Cool, I was able to export a MP4 (later manually converted to GIF to upload here) using Pangeo Forge, Kerchunk, Datashader, and hvPlot (dynamic=False); took 22 minutes though for 731 frames; forgot to set a colorbar limit here though. Also, one thing I’m not sure how to do is control the animation speed and crop whitespace.

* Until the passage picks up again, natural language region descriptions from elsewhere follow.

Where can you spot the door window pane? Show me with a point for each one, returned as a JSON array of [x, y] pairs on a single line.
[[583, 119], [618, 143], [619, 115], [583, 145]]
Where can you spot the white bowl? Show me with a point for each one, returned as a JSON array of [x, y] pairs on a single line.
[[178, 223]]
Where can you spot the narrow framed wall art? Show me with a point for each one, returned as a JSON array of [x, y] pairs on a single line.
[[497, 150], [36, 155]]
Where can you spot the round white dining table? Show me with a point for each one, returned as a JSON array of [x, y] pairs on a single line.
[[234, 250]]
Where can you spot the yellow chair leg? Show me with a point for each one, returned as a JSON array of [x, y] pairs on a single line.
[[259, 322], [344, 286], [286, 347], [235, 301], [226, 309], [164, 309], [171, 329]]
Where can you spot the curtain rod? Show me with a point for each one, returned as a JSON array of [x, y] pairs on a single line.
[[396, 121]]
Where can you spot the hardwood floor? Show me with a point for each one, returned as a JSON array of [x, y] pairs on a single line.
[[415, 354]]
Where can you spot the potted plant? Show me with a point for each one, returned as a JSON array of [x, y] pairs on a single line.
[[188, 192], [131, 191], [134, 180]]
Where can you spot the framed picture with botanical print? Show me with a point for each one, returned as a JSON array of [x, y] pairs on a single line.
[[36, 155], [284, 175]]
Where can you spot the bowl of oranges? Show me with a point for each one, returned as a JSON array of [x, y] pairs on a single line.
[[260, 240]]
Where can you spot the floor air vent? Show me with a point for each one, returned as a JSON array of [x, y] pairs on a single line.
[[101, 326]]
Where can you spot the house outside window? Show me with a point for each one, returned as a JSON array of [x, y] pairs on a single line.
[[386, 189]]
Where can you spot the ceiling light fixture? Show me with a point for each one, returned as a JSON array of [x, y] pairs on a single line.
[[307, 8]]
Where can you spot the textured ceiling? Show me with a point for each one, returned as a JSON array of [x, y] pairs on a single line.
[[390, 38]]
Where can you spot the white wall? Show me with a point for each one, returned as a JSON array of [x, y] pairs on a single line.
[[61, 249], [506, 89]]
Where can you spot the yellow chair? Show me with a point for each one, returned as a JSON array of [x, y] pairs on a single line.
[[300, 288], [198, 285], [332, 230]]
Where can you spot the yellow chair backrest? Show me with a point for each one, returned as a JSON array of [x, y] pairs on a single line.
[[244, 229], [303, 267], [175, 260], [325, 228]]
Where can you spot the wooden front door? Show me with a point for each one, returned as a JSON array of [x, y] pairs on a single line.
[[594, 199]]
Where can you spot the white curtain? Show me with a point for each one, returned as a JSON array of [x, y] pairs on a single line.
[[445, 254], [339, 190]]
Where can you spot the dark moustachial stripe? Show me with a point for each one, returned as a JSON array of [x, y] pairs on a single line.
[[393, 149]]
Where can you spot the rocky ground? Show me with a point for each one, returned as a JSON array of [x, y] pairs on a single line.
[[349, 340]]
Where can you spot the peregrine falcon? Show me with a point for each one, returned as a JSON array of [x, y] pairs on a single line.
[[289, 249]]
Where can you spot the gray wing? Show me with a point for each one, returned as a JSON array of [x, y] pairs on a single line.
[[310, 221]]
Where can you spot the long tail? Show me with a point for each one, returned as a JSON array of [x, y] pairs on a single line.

ezgif.com-video-to-gif (3)

import os
import time

import apache_beam as beam
import fsspec
import hvplot.xarray
import xarray as xr
from pangeo_forge_recipes.patterns import ConcatDim, FilePattern
from pangeo_forge_recipes.transforms import (
    OpenWithKerchunk,
    WriteCombinedReference,
)

# Constants
target_root = "references"
store_name = "Pangeo_Forge"
full_path = os.path.join(target_root, store_name, "reference.json")
years = list(range(1979, 1980))
time_dim = ConcatDim("time", keys=years)


# Functions
def format_function(time):
    return f"http://www.northwestknowledge.net/metdata/data/bi_{time}.nc"


# Patterns
pattern = FilePattern(format_function, time_dim, file_type="netcdf4")
pattern = pattern.prune()

# Apache Beam transforms
transforms = (
    beam.Create(pattern.items())
    | OpenWithKerchunk(file_type=pattern.file_type)
    | WriteCombinedReference(
        target_root=target_root,
        store_name=store_name,
        concat_dims=["day"],
        identical_dims=["lat", "lon", "crs"],
    )
)

# Constants
target_root = "references"
store_name = "Pangeo_Forge"
full_path = os.path.join(target_root, store_name, "reference.json")
years = list(range(1979, 1980))
time_dim = ConcatDim("time", keys=years)


# Functions
def format_function(time):
    return f"http://www.northwestknowledge.net/metdata/data/bi_{time}.nc"


# Patterns
pattern = FilePattern(format_function, time_dim, file_type="netcdf4")
pattern = pattern.prune()

# Apache Beam transforms
transforms = (
    beam.Create(pattern.items())
    | OpenWithKerchunk(file_type=pattern.file_type)
    | WriteCombinedReference(
        target_root=target_root,
        store_name=store_name,
        concat_dims=["day"],
        identical_dims=["lat", "lon", "crs"],
    )
)


import holoviews as hv

hv.extension("matplotlib")

mapper = fsspec.get_mapper(
    "reference://",
    fo=full_path,
    remote_protocol="http",
)
ds_kerchunk = xr.open_dataset(
    mapper, engine="zarr", decode_coords="all", backend_kwargs={"consolidated": False}
)
hv.save(
    ds_kerchunk
    .hvplot("lon", "lat", rasterize=True, dynamic=False)
    .opts(fig_size=200),
    "example.mp4",
    fmt="mp4",
)
2 Likes

We just published a new blog post on some recent progress on web-based Zarr visualization - Making our open source mapping toolkit more flexible – CarbonPlan! Also @aimeeb will be leading a presentation on Next Generation web based visualization at AGU on Thursday - AGU23.

On a more personal note - PyGMT is amazing at creating production quality maps. I haven’t had much time lately to work on it, but the developer community is super friendly and I’d encourage anyone interested in contributing to engage through their GitHub issues.

4 Likes

hv.output and hv.save accept an fps argument that can be used to control the speed. I have no idea why all that whitespace is there!